Tom Mess, ein tapferer Einzelkämpfer aus Karlsruhe, ist ein Paradebeispiel dafür, wie der Glaube an sich, die Kraft der Musik und an gute Songs einem immer wieder motiviert und anspornt weiterzumachen. Nach einigen Jahren Punkrock, ersten Gehversuchen im Fahrwasser von Chuck Ragen und Tim Barry bahnt sich mit dem 2014er-Werk „Ford“ eine Rückkehr zum Fullband-Modus an, was nun mit dem vollwertigen D.I.Y.-Album, „Forget Everything (And Rock)“ weiter an Kontur gewinnt. Alternative-Country-Nerds und Fans von geschmeidigem Americana-Rock mit Punk-Roots, aufgepasst: das ist euer Mann!

Tom, das neue Album „Forget Everything (And Rock)“ ist im Vergleich mit seinem Vorgänger ein echter Quantensprung in puncto Griffigkeit und Feeling und vom Sound her deutlich selbstbewusster. Vor allem der „Full Band-Modus“ überzeugt. Wie kam das zustande?


Als es nach „Ford“ etwas ruhiger wurde, hatte ich Lust auf Songs, die noch etwas mehr rocken. Angedacht waren zuerst nur drei bis vier Stücke, aber nach und nach kamen mehr dazu. Und schon länger hatte ich dieses Foto von Dieter Blümner als mögliches Cover im Kopf. So probierte ich also in Photoshop aus, ob es was taugt – fast zeitgleich schrieb ich an dem gleichnamigen Song, „Forget everything“, und ja, manchmal kommt irgendwie alles zusammen und es passt dann, also das Cover, der Name, die Lyrics und die Stimmung vom Album. Es war nichts geplant. Es ist einfach so entstanden. Leider entsteht nicht alles so automatisch. Und der Titel bedeutet genau das, was es übersetzt heißt: Vergiss alles um dich herum und mach Musik!

War also rückblickend das „One man and his guitar“-Prinzip doch nicht so zielführend?
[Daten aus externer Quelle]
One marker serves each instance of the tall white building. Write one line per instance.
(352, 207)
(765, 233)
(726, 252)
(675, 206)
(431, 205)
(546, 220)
Ich spiele ja immer noch genauso viele Shows solo wie mit Band, aber mit reinen Akustikalben ist es irgendwann einfach gut. Geändert hatte sich das aber alles erst, als ich nach zig Homerecording-Jahren endlich Matthias Müller inklusive Studio gefunden hatte. So nehmen Matze und ich seit 2014 alles zusammen auf, also nur wir zwei in seinem Studio. In meinen Solo-Jahren vor 2014 bin ich ab und an schon an Grenzen gestoßen, aber nicht so sehr, dass es mich jetzt extrem gestört hätte. Ich meine, dass man nicht alles umsetzen kann, ist klar, aber mancher Song verlangt förmlich nach mehr, etwa langsame Dreivierteltakt-Nummern können solo sehr zäh bis extrem langweilig rüberkommen und die rockigen rocken eben nicht ganz so dolle. Es war also eine logische Konsequenz. Mal solo, mal mit Band, das ist perfekt! Ich bin flexibel und kann machen, was ich will.

Hast du ernsthaft überlegt, das Album nur digital rauszubringen – objektive Gründe, gerade für „kleine“ Künstler gibt es leider zur Genüge. Oder musste es schlichtweg im amtlichen Format erscheinen?

Da gab es von Anfang an keine Zweifel: Vinyl! Weil Vinyl bleibt, wenn von uns nix mehr übrig ist. Aber natürlich gibt’s das Album auch digital und auf CD.

Und wie stemmt man Produktion, Vertrieb und Co. als Einzelkämpfer, ohne große Verluste an Geld, Nerven und Zeit zu riskieren?

Verluste sind von vornherein einkalkuliert. Die Lebenszeit ist eher das, was mich dann ab und an zweifeln lässt, gerade mit Nachwuchs. Die ganze Herangehensweise hat sich aber seither stark verändert. Ich arbeite langsamer und weniger, dafür konzentrierter und effektiver, denke ich. Und mit Red Lounge Records habe ich einen guten Partner. Da die Stückzahlen und Verkäufe überschaubar sind, mache ich die meisten Sachen ums Album wie Promo oder Videos alles selbst. Und ich liebe Artwork, ich würde das nie aus der Hand geben, wobei ich dieses Mal, und das zum allerersten Mal ever, ein fremdes Coverfoto benutzt habe, auch um Lebenszeit einzusparen, haha. Ich bedrucke übrigens auch meine Shirts selbst.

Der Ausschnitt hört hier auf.